Geneva
Western governments protested the new leadership, which took effect Monday. The head of the conference changes every four weeks among U.N. member countries in alphabetic order.
“The Syrian regime has caused immeasurable suffering — through massive bombardment, oppression, starvation and repeated use of chemical weapons,” a German Foreign Ministry spokesman said in Berlin. “Therefore, the regime has no credibility whatsoever to carry out the presidency in a substantive and adequate manner.”
Syrian government forces are suspected of using chemical weapons several times in that country’s civil war, according to U.N. human rights investigators. Syria’s Geneva envoy, Hussam Eddin Ala, has denied the charges.
Ala said it was important that his country leads the conference, “despite the opposition of the U.S. and the failure of the Israeli media campaigns that have worked in recent weeks to cast aspersions on Syria’s new role,” he told the state-run SANA news agency.

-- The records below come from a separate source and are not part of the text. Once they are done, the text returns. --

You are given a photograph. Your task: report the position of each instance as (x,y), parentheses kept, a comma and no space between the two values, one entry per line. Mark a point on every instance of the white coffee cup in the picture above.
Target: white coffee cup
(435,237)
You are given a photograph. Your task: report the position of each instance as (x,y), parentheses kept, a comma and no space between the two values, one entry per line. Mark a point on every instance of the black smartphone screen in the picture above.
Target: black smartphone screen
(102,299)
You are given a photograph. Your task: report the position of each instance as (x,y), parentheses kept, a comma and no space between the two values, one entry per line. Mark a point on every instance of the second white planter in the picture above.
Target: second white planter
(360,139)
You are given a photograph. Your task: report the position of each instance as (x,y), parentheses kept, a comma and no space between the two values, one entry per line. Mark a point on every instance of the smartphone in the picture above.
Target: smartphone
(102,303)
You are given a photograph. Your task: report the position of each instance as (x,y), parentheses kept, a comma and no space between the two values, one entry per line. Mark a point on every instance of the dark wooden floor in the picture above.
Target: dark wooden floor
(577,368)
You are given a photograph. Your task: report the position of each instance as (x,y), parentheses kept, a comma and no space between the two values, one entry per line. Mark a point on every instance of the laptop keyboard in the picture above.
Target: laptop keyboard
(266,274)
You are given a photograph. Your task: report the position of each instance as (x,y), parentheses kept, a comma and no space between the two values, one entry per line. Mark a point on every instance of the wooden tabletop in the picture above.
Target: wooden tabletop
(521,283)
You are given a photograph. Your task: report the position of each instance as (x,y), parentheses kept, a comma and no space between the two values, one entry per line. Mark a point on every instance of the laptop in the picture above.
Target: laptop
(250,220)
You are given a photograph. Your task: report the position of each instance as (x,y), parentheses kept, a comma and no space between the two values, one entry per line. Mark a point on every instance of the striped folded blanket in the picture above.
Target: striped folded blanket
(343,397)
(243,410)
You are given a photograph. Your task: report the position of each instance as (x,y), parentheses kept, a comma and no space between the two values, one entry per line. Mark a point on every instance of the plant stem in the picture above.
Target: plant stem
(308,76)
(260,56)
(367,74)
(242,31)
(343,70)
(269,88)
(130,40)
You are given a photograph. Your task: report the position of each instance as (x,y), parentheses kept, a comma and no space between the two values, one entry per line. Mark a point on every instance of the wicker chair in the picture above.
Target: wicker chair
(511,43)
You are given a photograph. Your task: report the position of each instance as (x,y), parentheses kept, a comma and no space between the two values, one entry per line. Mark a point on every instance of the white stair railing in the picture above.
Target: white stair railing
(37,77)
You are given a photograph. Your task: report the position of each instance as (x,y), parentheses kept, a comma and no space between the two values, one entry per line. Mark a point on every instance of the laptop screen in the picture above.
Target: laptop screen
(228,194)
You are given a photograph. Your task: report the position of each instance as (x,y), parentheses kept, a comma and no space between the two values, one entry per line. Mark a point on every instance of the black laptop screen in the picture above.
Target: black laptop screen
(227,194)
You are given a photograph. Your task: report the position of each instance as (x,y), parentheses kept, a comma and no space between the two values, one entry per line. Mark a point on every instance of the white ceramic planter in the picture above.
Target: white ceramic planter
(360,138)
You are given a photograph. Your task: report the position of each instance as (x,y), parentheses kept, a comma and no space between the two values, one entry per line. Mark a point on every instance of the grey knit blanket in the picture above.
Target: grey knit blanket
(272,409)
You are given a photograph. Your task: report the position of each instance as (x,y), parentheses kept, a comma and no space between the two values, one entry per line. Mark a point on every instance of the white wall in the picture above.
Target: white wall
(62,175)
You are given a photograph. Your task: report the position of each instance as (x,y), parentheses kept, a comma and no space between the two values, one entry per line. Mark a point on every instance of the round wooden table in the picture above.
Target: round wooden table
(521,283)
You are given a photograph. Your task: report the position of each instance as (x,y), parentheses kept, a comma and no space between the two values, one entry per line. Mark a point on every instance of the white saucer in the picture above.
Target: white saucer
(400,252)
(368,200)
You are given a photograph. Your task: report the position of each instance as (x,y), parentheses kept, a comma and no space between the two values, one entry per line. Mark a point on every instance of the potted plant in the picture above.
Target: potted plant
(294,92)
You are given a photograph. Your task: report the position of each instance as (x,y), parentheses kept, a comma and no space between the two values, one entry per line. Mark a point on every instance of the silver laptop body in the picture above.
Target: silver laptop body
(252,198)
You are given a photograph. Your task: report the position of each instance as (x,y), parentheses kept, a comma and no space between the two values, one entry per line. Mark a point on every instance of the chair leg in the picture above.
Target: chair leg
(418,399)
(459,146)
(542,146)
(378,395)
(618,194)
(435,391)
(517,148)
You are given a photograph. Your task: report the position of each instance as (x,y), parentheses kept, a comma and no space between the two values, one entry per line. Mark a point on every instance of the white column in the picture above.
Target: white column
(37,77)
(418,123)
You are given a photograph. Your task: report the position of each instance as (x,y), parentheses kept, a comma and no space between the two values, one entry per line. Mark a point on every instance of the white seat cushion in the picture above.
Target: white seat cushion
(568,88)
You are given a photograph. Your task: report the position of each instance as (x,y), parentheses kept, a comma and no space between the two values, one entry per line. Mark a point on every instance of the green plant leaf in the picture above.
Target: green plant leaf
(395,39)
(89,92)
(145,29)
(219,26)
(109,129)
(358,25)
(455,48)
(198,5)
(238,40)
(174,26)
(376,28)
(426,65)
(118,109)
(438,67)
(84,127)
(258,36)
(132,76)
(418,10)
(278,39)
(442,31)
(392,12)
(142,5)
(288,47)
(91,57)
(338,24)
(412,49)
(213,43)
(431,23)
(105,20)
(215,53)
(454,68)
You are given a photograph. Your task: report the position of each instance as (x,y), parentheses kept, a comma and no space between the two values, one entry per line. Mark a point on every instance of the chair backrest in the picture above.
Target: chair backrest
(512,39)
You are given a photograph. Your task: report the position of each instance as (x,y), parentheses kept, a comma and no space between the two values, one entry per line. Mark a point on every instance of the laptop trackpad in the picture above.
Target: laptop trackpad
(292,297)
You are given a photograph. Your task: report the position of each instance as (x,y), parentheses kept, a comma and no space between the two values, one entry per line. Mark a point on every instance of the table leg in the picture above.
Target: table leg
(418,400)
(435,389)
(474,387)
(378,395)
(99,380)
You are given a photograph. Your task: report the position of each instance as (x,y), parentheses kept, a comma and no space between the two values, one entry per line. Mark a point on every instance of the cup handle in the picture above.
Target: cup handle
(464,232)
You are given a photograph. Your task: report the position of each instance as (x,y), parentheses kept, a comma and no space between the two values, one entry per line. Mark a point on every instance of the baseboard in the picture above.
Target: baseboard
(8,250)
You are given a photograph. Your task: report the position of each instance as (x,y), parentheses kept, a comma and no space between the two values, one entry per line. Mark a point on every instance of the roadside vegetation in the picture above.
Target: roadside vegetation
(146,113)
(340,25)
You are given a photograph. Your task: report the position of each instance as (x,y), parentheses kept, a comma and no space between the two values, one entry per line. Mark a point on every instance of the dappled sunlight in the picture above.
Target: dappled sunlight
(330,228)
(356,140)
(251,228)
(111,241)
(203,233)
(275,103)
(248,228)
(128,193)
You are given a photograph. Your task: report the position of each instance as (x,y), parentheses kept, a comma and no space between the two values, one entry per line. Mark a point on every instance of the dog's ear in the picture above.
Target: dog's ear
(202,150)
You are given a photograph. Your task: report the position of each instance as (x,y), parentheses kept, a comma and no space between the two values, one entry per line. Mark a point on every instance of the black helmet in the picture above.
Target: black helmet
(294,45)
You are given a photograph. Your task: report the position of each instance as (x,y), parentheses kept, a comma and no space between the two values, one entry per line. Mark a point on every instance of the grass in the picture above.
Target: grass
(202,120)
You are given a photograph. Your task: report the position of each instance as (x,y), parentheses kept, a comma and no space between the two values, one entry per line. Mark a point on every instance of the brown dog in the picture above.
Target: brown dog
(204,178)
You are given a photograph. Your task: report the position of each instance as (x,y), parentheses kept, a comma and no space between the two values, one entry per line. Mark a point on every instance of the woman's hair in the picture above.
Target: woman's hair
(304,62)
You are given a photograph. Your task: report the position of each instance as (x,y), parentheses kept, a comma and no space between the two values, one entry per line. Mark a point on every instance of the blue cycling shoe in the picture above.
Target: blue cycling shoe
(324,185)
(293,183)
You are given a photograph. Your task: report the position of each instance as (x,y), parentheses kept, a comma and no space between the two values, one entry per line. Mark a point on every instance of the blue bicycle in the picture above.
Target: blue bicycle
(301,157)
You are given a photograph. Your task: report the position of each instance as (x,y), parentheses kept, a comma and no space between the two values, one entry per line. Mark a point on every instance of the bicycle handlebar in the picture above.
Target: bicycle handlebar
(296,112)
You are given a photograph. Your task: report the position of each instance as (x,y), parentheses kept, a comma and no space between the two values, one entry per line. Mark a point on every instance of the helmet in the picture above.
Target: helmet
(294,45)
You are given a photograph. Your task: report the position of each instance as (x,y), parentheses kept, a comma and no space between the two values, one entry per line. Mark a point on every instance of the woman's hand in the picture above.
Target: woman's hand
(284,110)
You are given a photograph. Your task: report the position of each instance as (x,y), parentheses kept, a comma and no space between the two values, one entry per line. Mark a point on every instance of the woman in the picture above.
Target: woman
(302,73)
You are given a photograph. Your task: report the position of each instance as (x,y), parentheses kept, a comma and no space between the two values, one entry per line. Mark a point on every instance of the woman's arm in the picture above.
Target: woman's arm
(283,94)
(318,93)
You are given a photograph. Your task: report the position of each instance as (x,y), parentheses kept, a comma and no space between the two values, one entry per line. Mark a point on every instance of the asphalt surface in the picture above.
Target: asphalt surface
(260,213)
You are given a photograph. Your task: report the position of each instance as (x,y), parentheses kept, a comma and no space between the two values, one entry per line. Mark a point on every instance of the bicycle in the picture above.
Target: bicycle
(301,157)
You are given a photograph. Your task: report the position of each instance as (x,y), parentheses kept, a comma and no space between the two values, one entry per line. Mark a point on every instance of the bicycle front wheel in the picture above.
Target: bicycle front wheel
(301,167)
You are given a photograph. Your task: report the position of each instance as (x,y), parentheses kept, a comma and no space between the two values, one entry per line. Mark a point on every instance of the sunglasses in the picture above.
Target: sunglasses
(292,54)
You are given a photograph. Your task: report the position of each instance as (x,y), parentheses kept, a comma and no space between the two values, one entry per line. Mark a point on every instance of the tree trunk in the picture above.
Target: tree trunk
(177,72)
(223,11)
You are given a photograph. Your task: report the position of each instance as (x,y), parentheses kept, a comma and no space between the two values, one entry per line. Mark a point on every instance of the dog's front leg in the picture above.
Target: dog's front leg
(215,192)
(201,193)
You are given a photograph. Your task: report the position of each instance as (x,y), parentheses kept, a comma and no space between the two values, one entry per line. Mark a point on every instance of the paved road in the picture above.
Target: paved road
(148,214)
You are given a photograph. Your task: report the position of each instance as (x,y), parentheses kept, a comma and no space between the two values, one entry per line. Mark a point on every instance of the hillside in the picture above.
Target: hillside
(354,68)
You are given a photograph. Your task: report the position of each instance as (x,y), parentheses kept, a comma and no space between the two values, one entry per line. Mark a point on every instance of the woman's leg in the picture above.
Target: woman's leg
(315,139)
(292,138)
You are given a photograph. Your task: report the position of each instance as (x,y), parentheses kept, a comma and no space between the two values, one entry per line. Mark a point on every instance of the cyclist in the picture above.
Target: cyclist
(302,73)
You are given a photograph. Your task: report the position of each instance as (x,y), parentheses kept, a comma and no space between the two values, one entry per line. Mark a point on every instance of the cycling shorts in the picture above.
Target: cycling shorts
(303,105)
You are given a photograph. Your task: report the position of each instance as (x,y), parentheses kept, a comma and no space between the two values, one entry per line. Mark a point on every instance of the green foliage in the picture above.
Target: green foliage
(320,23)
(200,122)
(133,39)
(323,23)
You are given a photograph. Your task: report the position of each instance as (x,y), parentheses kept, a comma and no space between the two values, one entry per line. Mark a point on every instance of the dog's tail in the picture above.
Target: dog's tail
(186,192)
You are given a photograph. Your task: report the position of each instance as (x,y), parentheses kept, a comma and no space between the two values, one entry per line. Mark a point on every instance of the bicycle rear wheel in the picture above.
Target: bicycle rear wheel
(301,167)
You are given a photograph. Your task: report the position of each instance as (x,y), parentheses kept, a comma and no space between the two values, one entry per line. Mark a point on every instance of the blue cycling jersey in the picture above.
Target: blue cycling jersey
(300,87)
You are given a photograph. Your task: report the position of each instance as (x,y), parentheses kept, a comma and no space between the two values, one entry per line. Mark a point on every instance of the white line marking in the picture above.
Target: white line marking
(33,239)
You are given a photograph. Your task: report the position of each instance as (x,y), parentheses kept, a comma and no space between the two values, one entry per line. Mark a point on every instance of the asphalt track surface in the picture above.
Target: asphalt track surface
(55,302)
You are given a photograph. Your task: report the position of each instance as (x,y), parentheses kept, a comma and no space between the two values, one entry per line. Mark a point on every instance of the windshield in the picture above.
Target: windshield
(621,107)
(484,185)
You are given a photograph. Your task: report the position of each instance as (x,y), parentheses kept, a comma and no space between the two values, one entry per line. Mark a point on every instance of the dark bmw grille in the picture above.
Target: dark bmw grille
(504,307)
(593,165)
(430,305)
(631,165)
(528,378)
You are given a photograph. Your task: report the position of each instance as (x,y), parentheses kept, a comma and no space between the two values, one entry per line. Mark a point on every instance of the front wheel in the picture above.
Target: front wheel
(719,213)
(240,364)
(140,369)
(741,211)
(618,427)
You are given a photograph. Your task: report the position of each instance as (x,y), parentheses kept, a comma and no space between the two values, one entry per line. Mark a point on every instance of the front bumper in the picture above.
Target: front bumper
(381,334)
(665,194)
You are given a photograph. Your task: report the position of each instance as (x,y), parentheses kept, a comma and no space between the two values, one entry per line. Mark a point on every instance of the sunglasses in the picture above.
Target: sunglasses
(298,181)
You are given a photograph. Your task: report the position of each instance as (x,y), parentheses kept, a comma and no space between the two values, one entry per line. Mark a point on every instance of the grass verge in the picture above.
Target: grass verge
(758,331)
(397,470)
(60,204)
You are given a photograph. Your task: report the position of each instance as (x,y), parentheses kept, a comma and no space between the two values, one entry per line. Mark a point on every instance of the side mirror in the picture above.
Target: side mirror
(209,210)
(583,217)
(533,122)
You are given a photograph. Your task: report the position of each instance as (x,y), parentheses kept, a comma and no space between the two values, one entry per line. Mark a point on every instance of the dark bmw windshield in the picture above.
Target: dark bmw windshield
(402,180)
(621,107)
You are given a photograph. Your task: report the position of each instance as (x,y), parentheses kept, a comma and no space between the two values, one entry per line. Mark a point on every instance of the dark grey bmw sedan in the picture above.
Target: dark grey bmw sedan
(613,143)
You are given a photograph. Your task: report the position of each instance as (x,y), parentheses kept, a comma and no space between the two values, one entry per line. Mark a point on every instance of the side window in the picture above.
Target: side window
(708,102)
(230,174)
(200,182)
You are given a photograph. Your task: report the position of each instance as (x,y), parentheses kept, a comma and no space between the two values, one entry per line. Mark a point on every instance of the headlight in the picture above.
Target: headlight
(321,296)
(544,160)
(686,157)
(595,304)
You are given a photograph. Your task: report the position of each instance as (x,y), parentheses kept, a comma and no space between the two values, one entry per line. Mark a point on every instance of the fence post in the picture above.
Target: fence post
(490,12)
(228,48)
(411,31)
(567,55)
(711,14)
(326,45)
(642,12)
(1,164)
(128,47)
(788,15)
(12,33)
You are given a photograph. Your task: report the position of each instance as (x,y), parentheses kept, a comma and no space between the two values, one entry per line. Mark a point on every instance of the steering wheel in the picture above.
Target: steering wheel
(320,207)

The Conference on Disarmament negotiated the 1996 global nuclear test ban and the 1997 Chemical Weapons Convention, but it has not produced any breakthroughs on the other key item on its agenda, including nuclear weapons and the peaceful use of outer space.
Robert Wood, the U.S. disarmament envoy in Geneva, called Monday “one of the darkest days in the history of the Conference on Disarmament.”
“The (international) community must not be silent,” he wrote on Twitter.
Ala said Syria’s disarmament priorities include making the Middle East a nuclear weapon-free zone and fighting against chemical and biological terrorism.